Yet another NFT sale but this time it might actually be something unique. You can now own the original World Wide Web or well, you can own something like a digital representation of its source code. NFTs have successfully assigned value to digital assets and have provided a way to buy and sell them. What’s actually being sold is kind of a certificate of the ownership of the digital asset.
Now, Sir Tim Berners-Lee wants to be in on the action and he’s selling the World Wide Web. Sir Tim Berners-Lee has been dubbed the “Father of the Web” and he has now decided to auction off the original source code as an NFT. Imagine buying it and owning the original World Wide Web.
The work to be auctioned off includes the original archive of dated and time-stamped files from 1990 and 1991, containing 9,555 lines of source code. It even includes the original HTML documents that thought the first web users how to use the application. There is also a 30-minute long animated video of the code being written and a digital signature from the daddy, Berners-Lee himself.
The NFT also includes a letter written by him in he which reflects on the whole process of creating the code and the impact it has made on the whole world. In a press release, Berners-Lee explained that “Three decades ago, I created something which, with the subsequent help of a huge number of collaborators across the world, has been a powerful tool for humanity”. Indeed it has, one can’t imagine life without the internet anymore.

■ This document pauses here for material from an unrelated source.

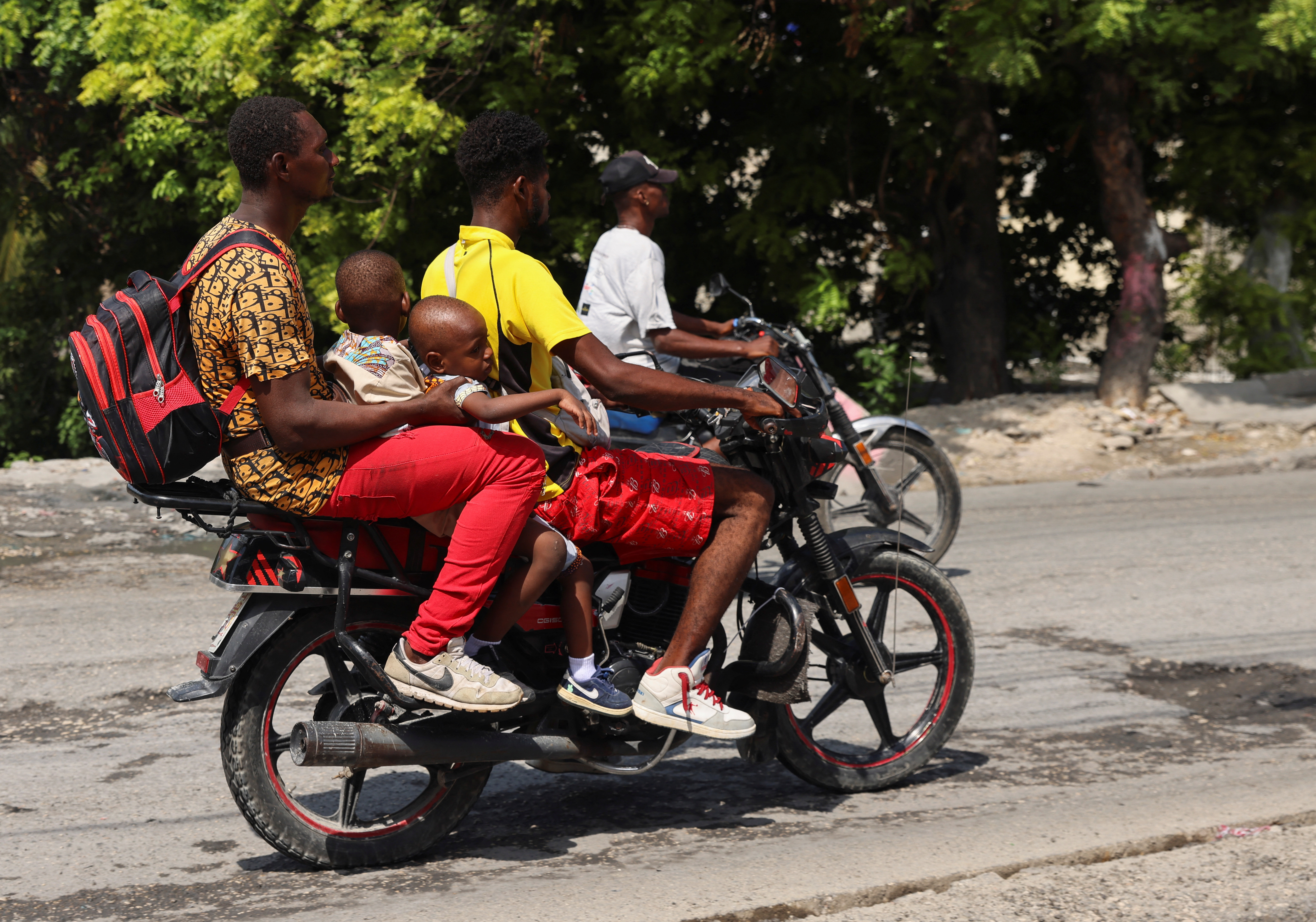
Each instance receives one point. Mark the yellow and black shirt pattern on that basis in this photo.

Berners-Lee further said that “For me, the best bit about the web has been the spirit of collaboration. While I do not make predictions about the future, I sincerely hope its use, knowledge, and potential will remain open and available to us all to continue to innovate, create and initiate the next technological transformation, that we cannot yet imagine”.
The NFT is aptly named “This Changed Everything” and is being auctioned by international art broker Sotheby’s in London. The auction will remain open from June 23 to June 30. The bidding starts at $1,000 and the money made will go to the initiatives supported by Berners-Lee and his wife, Rosemary Leith.